Medulloblastoma-associated DDX3X mutants are oncogenic having a defect in translation-promoting activity but functional in stress granule formation and interferon signaling

Abstract

AbstractDDX3X, a DEAD box-containing RNA helicase, is known to play diverse roles in RNA metabolism, stress response, innate immunity, and cancer. Medulloblastoma is the single most common malignant brain tumor in children. DDX3X is recurrently mutated in the WNT and SHH subgroups of medulloblastoma. CRISPR-Cas9 mediated DDX3X knockout was successful in the HEK293FT cells but generated only non-truncating indels in the medulloblastoma cells suggesting DDX3X is necessary for the viability of the cells.
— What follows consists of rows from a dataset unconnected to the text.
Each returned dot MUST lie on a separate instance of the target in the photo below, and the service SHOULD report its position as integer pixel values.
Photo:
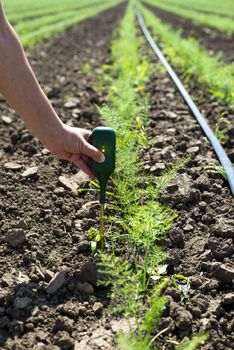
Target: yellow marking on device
(102, 227)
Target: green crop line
(220, 8)
(50, 9)
(193, 60)
(33, 37)
(220, 23)
(140, 224)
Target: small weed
(217, 169)
(221, 128)
(86, 68)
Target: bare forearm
(21, 89)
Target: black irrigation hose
(220, 152)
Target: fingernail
(102, 158)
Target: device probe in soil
(220, 152)
(104, 139)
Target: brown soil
(52, 217)
(201, 10)
(51, 223)
(200, 244)
(214, 41)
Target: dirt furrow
(214, 41)
(200, 244)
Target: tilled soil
(183, 6)
(44, 223)
(200, 244)
(48, 295)
(212, 40)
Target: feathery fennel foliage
(195, 61)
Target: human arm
(22, 91)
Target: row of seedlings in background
(141, 219)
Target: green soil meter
(104, 139)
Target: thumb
(93, 152)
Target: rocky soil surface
(212, 40)
(48, 293)
(48, 298)
(200, 244)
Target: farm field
(223, 24)
(165, 278)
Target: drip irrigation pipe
(220, 152)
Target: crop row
(29, 5)
(194, 60)
(220, 23)
(135, 228)
(222, 8)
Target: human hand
(73, 145)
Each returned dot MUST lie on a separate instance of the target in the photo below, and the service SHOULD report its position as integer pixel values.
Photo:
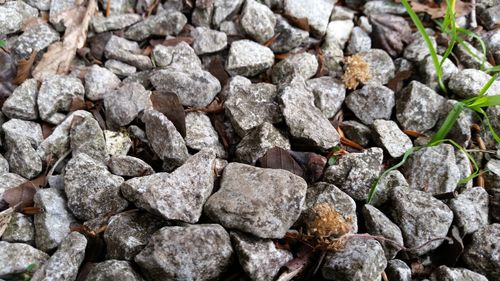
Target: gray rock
(64, 263)
(397, 270)
(433, 169)
(416, 107)
(201, 134)
(99, 81)
(263, 202)
(317, 13)
(302, 65)
(444, 273)
(379, 225)
(176, 196)
(128, 166)
(164, 139)
(329, 94)
(417, 50)
(248, 58)
(260, 258)
(360, 259)
(381, 65)
(196, 252)
(357, 132)
(128, 52)
(249, 105)
(468, 83)
(125, 103)
(113, 22)
(258, 141)
(21, 103)
(258, 21)
(208, 41)
(305, 121)
(420, 217)
(119, 68)
(129, 232)
(390, 137)
(289, 36)
(355, 172)
(161, 24)
(52, 225)
(20, 229)
(87, 137)
(13, 14)
(16, 257)
(322, 192)
(113, 270)
(482, 254)
(371, 102)
(93, 193)
(359, 41)
(56, 96)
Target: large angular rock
(129, 232)
(248, 58)
(52, 225)
(197, 252)
(15, 258)
(360, 259)
(354, 173)
(176, 196)
(64, 263)
(371, 102)
(420, 217)
(306, 122)
(92, 193)
(263, 202)
(482, 254)
(260, 258)
(433, 169)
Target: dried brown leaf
(57, 59)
Downregulation of DDX3X expression using shRNA also brought about a considerable reduction in proliferation, clonogenic potential, and anchorage-independent growth of the medulloblastoma cells. Thus, DDX3X expression was found to be essential for the survival, growth, and malignant potential of the medulloblastoma cells consistent with the non-truncating nature of medulloblastoma-associated DDX3X mutations. The medulloblastoma-associated DDX3X mutants were found to be defective in their ability to drive the translation of mRNAs with complex 5’-UTR that is dependent on the ATP-dependent helicase activity of DDX3X. These helicase defective DDX3X mutants could restore the expression of interferon signaling genes and malignant potential lost upon DDX3X knockdown in medulloblastoma cells. Their N-terminal domain is intact and was found to be functional in stress granule formation. DDX3X mutants upregulated expression of malignancy-related genes suggesting tumor suppressive role for the helicase activity in the medulloblastoma pathogenesis. Inhibitors of the N-terminal domain of DDX3X which is essential for the viability of medulloblastoma cells could have therapeutic potential in the treatment of WNT and SHH subgroup medulloblastomas.